Dynamic markets create opportunity
Markets create energy because they are dynamic. They are constantly evolving in response to changes in the economic, political and technological environments. Understanding what causes a market to evolve helps you predict where opportunities will emerge; how fast they will develop, and when and whether mass adoption will occur. If you can capture this energy, you can use it to drive the sales process.
Dynamic systems create energy. If left unchecked, any systemic change tends to grow. A snowball rolling downhill gets bigger. Growth creates momentum. As the snowball grows bigger, it goes faster. Momentum creates energy. The faster the snowball rolls; the bigger it gets; the harder it hits the tree. Energy drives change. (Source The Fifth Discipline)
You can use the energy sources created by an evolving market to motivate prospects to buy your solution. Persuading people to try out a new technology is an uphill battle. You have to invest a lot of your precious energy – sales resources, capital, technical expertise, etc. – into convincing prospects they can benefit from using your technology to support their business. However, if you understand what is driving market change- an increasingly mobile workforce, higher need for personal security, faster access to global markets – then you use the energy created by the market to motivate prospects to buy. Thus, you need to invest less of your own resources and you can sell more productively and efficiently.
Technology markets create abundance.
There are two laws that explain why technology-enabled markets generate extraordinary amounts of energy.
1. Moore’s Law predicts that technology is going to improve in the future and cost less.
2 Metcalf’s Law states that technologies become more useful as more people use them.
The combination of these two laws creates an economy of abundance that is unique to technology markets.
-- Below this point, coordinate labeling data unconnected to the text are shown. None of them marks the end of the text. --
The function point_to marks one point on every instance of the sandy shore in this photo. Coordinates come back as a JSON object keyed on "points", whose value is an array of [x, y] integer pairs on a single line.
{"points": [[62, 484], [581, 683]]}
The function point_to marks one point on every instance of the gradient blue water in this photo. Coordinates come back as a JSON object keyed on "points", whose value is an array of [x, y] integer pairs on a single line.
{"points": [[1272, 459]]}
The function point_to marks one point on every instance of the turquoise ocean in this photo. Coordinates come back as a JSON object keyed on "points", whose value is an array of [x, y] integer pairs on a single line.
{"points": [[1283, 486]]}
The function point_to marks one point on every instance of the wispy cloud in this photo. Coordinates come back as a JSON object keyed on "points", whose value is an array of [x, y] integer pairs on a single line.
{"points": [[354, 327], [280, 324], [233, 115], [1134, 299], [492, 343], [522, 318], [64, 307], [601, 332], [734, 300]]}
As Moore’s Law predicts an endless supply of ever-increasing resources and Metcalf’s Law promises that innovations will be quickly adopted, the nature of the economy changes.
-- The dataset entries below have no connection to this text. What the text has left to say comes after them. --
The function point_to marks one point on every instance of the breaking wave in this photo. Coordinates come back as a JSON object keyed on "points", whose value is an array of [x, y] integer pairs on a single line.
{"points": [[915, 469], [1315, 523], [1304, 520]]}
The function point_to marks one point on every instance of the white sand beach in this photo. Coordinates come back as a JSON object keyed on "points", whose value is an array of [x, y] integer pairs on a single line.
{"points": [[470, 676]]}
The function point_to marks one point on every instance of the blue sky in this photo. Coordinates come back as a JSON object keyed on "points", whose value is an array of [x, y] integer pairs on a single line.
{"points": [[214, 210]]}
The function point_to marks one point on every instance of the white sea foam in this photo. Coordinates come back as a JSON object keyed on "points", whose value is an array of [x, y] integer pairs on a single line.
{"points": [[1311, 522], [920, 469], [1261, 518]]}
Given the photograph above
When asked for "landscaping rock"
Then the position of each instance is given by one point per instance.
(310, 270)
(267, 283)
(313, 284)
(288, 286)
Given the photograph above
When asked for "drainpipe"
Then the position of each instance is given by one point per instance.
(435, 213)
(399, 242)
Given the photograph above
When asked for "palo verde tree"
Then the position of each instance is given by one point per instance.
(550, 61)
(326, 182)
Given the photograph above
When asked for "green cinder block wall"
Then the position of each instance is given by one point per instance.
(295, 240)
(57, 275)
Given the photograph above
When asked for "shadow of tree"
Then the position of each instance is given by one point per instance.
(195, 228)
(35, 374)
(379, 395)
Gordon Moore, the founder of Intel, said, “Every 18 months processing power doubles while the cost holds constant.” The implications of Moore’s Law are that every 18 months technology is going to cost half as much and be twice as powerful. Moore’s Law has held true for over 30 years. Previous economies were based on the laws of scarcity, where you have a limited amount of resources and value is based on how scarce they are – gold, oil, land, etc. The more you use up the resources the less energy you have.
A technology-based economy is based on the laws of abundance. According to Moore’s law, there will always be cheaper resources tomorrow. This ever-increasing pool of resources enables customers to implement new business strategies. If it isn’t possible today, it will be possible tomorrow. Improved technology is constantly fueling the market, creating energy.